Fira juga pernah menjadi asisten penelitian bagi Dr Michael Rich, profesor Astrofisika dari University of California Los Angeles (promotor doktoral dari Dr Neil deGrasse Tyson) yang meneliti planet2 di luar tata surya (exoplanets).
Bakat sejak kecil
Sejak kecil Fira telah banyak mengikuti lomba ilmiah. Sejak sekolah dasar telah puluhan medali dan trofi ia menangkan di tingkat regional, nasional dan internasional. Termasuk dua medali emas di Jerman, juga Korea, serta banyak medali di Australia dan Amerika, yang dipersembahkannya untuk Indonesia.

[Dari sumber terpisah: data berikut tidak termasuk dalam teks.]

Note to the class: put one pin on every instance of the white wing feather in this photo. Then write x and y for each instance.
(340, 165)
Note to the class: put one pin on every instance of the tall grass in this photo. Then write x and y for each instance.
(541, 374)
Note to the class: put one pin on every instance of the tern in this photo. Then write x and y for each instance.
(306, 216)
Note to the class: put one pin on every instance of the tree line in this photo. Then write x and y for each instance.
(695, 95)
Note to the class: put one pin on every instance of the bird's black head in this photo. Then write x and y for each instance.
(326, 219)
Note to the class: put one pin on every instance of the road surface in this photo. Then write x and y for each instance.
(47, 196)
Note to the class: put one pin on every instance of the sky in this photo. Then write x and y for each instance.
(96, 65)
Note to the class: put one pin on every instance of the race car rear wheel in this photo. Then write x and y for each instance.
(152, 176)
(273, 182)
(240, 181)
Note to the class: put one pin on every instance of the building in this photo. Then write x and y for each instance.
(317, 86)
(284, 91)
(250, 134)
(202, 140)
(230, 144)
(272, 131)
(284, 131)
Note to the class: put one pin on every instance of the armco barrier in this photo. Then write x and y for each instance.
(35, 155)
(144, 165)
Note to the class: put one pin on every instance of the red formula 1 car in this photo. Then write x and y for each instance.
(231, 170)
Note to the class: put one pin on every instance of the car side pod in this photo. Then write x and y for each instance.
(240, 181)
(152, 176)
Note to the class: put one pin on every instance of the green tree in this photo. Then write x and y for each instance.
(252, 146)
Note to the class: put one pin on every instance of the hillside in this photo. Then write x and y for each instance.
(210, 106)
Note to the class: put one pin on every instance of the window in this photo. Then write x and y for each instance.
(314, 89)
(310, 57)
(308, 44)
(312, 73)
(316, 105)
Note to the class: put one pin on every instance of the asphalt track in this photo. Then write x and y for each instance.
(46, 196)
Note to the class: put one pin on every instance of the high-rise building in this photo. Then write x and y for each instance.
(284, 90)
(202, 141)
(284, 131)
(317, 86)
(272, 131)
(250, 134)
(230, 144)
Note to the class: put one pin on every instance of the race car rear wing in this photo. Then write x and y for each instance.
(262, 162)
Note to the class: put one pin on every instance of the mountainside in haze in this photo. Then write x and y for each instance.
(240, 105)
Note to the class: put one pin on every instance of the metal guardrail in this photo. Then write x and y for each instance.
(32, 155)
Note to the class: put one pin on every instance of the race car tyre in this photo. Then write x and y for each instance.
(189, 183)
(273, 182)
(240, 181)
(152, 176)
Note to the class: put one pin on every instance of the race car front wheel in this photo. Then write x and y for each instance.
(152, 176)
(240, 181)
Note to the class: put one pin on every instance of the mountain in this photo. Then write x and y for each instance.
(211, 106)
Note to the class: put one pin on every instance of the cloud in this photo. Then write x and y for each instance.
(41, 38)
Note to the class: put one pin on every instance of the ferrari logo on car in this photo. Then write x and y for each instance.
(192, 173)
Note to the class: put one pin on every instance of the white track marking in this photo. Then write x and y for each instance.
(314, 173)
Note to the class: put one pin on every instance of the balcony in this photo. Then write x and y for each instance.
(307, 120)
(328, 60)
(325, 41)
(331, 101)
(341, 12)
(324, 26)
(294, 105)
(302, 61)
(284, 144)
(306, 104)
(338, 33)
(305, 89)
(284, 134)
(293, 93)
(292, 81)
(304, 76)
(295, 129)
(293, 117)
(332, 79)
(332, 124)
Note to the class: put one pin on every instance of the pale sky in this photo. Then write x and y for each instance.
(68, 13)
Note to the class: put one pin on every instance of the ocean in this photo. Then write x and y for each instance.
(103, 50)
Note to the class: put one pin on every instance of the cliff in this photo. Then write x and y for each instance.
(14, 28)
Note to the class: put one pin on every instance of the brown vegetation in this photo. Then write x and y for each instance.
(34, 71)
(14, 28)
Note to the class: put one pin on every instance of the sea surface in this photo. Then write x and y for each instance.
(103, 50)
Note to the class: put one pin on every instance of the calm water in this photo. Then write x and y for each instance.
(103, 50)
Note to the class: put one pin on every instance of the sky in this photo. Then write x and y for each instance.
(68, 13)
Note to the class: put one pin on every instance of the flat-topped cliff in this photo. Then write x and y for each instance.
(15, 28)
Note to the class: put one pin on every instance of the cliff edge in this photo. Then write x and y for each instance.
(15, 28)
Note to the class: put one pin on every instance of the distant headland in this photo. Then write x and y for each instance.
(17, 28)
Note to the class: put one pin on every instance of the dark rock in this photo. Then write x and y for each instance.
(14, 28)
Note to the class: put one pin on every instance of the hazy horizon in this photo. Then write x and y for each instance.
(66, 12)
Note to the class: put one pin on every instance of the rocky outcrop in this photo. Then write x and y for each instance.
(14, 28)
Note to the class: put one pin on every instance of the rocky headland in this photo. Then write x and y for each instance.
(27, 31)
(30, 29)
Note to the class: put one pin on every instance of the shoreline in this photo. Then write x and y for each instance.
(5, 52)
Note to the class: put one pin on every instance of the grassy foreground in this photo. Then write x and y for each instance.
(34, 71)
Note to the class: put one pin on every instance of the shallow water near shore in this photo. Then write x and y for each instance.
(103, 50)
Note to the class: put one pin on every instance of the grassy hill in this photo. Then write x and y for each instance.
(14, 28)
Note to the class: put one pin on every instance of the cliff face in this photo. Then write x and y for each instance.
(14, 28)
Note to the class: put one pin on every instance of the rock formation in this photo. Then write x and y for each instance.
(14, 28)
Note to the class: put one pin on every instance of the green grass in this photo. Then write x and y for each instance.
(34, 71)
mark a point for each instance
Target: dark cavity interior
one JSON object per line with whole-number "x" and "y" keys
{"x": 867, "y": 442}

Fira juga pernah menjadi ketua tim peneliti dari SMA-nya untuk satu proyek riset luar angkasa (microgravity space research projects) selama rentang 2017-2018, yang modul penelitiannya (microlab) kemudian diterbangkan oleh NASA ke stasiun luar angkasa internasional (ISS) dan hasil penelitiannya memperoleh penghargaan honorable mention di konferensi American Society of Gravitational and Space Research (ASGSR) tahun 2018, sebuah pencapaian yang tinggi bagi pelajar SMA dari luar AS.

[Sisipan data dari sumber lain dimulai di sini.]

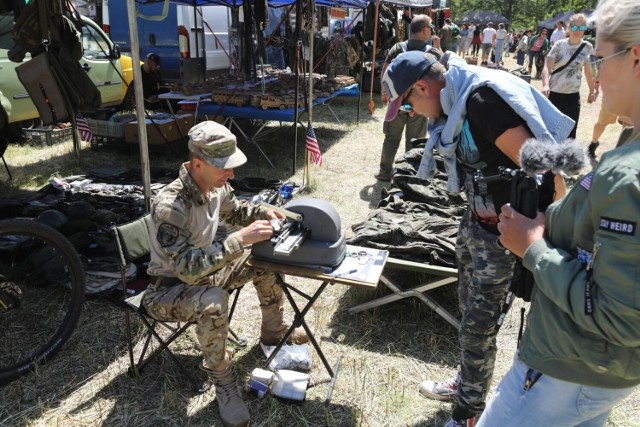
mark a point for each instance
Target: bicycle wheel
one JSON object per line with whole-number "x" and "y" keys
{"x": 42, "y": 285}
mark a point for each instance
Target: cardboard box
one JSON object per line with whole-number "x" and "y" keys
{"x": 163, "y": 129}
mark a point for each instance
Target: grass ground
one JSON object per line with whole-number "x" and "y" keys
{"x": 385, "y": 352}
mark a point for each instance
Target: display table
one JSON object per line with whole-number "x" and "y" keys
{"x": 197, "y": 98}
{"x": 232, "y": 112}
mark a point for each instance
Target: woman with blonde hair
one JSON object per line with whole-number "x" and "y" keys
{"x": 578, "y": 357}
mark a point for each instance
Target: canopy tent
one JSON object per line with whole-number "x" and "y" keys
{"x": 135, "y": 54}
{"x": 550, "y": 23}
{"x": 483, "y": 17}
{"x": 277, "y": 3}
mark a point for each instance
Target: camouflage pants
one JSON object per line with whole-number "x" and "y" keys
{"x": 207, "y": 305}
{"x": 484, "y": 274}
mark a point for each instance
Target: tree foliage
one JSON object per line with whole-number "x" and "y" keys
{"x": 522, "y": 13}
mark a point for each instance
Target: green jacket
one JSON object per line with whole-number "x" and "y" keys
{"x": 563, "y": 339}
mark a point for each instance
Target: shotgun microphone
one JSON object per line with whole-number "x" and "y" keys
{"x": 537, "y": 156}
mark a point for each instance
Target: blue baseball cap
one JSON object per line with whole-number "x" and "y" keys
{"x": 401, "y": 74}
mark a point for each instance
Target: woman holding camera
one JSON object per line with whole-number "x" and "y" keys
{"x": 579, "y": 356}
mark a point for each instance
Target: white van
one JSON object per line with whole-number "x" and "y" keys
{"x": 188, "y": 48}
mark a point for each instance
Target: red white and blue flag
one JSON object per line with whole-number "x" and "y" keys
{"x": 312, "y": 146}
{"x": 83, "y": 127}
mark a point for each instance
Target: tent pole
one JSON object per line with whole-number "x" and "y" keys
{"x": 360, "y": 87}
{"x": 137, "y": 86}
{"x": 296, "y": 73}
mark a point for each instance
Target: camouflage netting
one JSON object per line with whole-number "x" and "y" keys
{"x": 415, "y": 220}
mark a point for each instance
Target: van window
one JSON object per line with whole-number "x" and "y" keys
{"x": 95, "y": 47}
{"x": 6, "y": 25}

Sejak usia 10 tahun Fira tertarik dengan banyak film dokumenter tentang antariksa, salah satu tokoh idolanya adalah Profesor Alex Filippenko dari University of California Berkeley. Segala puji bagi Tuhan, kini Fira benar-benar menjadi mahasiswi Berkeley, menjadi murid kepercayaan profesor idolanya, juga dipercaya menjadi Presiden of Undergraduate Astro Society (UAS) dan lulus dengan banyak penghargaan.
Fira, anak Indonesia, bukan anak Amerika, tapi dengan izin dan kehendak Tuhan ia diterima, diperhatikan dan dihargai dengan banyak penghargaan yang tinggi.

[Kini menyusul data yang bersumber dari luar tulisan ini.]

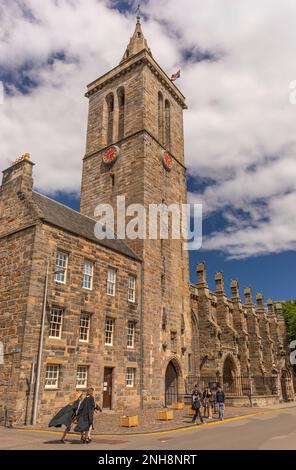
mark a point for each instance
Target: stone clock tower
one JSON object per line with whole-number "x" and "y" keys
{"x": 136, "y": 117}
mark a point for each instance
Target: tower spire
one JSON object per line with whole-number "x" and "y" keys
{"x": 138, "y": 41}
{"x": 138, "y": 12}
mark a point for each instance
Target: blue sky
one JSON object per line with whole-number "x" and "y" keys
{"x": 237, "y": 62}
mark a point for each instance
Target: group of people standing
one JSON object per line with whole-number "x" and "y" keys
{"x": 210, "y": 402}
{"x": 79, "y": 412}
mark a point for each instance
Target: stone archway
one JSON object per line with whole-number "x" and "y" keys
{"x": 230, "y": 378}
{"x": 286, "y": 385}
{"x": 172, "y": 383}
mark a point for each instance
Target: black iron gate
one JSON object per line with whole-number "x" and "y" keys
{"x": 171, "y": 385}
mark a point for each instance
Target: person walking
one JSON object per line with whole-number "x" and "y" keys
{"x": 220, "y": 400}
{"x": 67, "y": 415}
{"x": 207, "y": 403}
{"x": 196, "y": 406}
{"x": 85, "y": 416}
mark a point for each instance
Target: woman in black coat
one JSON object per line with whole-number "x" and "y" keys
{"x": 85, "y": 416}
{"x": 67, "y": 415}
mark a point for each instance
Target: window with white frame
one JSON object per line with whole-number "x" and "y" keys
{"x": 88, "y": 271}
{"x": 111, "y": 282}
{"x": 82, "y": 377}
{"x": 131, "y": 289}
{"x": 52, "y": 376}
{"x": 56, "y": 323}
{"x": 109, "y": 330}
{"x": 130, "y": 377}
{"x": 61, "y": 267}
{"x": 130, "y": 334}
{"x": 84, "y": 328}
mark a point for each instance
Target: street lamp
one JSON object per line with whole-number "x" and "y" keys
{"x": 41, "y": 343}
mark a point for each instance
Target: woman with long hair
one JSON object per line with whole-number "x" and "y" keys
{"x": 67, "y": 415}
{"x": 85, "y": 416}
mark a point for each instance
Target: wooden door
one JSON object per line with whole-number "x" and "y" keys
{"x": 107, "y": 388}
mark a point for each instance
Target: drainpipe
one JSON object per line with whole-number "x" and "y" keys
{"x": 142, "y": 340}
{"x": 40, "y": 351}
{"x": 30, "y": 391}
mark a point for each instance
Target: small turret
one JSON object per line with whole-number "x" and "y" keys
{"x": 137, "y": 42}
{"x": 219, "y": 280}
{"x": 201, "y": 275}
{"x": 248, "y": 296}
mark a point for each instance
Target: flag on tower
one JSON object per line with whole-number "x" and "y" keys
{"x": 176, "y": 75}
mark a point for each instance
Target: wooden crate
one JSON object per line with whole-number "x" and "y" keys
{"x": 178, "y": 406}
{"x": 129, "y": 421}
{"x": 191, "y": 412}
{"x": 165, "y": 415}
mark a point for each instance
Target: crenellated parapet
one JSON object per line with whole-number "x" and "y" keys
{"x": 266, "y": 339}
{"x": 255, "y": 343}
{"x": 240, "y": 324}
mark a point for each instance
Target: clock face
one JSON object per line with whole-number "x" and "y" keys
{"x": 111, "y": 155}
{"x": 167, "y": 160}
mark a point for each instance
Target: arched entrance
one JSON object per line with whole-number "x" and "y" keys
{"x": 286, "y": 385}
{"x": 171, "y": 384}
{"x": 229, "y": 376}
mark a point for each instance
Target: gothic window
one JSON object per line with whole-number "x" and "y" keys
{"x": 167, "y": 124}
{"x": 160, "y": 118}
{"x": 56, "y": 323}
{"x": 52, "y": 377}
{"x": 82, "y": 377}
{"x": 84, "y": 328}
{"x": 110, "y": 117}
{"x": 121, "y": 112}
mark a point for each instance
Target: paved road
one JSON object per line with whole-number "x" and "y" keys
{"x": 274, "y": 429}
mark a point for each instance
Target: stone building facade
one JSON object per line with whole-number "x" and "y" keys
{"x": 121, "y": 315}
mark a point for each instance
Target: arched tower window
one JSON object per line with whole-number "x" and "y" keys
{"x": 160, "y": 118}
{"x": 167, "y": 142}
{"x": 121, "y": 112}
{"x": 110, "y": 117}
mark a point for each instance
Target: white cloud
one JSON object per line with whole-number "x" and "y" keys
{"x": 240, "y": 126}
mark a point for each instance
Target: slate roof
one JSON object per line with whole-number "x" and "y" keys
{"x": 72, "y": 221}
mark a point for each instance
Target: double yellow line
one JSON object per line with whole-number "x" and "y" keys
{"x": 169, "y": 431}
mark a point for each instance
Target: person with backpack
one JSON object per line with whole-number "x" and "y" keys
{"x": 220, "y": 400}
{"x": 196, "y": 406}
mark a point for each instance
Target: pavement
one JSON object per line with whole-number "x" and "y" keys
{"x": 108, "y": 422}
{"x": 269, "y": 429}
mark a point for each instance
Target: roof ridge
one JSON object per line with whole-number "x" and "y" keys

Selama kuliah, Fira juga telah menerbitkan sebuah buku berbahasa Inggris setebal 400 halaman.
Ke depannya Fira ingin berbakti untuk Indonesia melalui banyak kontribusi dengan membantu banyak pelajar Indonesia agar dapat belajar di Amerika, menjadi penghubung bagi ilmuwan Indonesia dengan ilmuwan Amerika, membantu membina kerja sama pendidikan, riset dan publikasi ilmiah antara institusi dan universitas-universitas terbaik dari Indonesia dengan institusi dan universitas-universitas top Amerika.
Ia juga ingin menjadi dosen terbang, melakukan edukasi bagi generasi muda bangsa, sembari terus membawa nama bangsa untuk berkontribusi dalam keilmuan antariksa dunia dan semoga satu saat nanti, jika Tuhan menghendaki, memenangkan Nobel bidang fisika untuk Indonesia.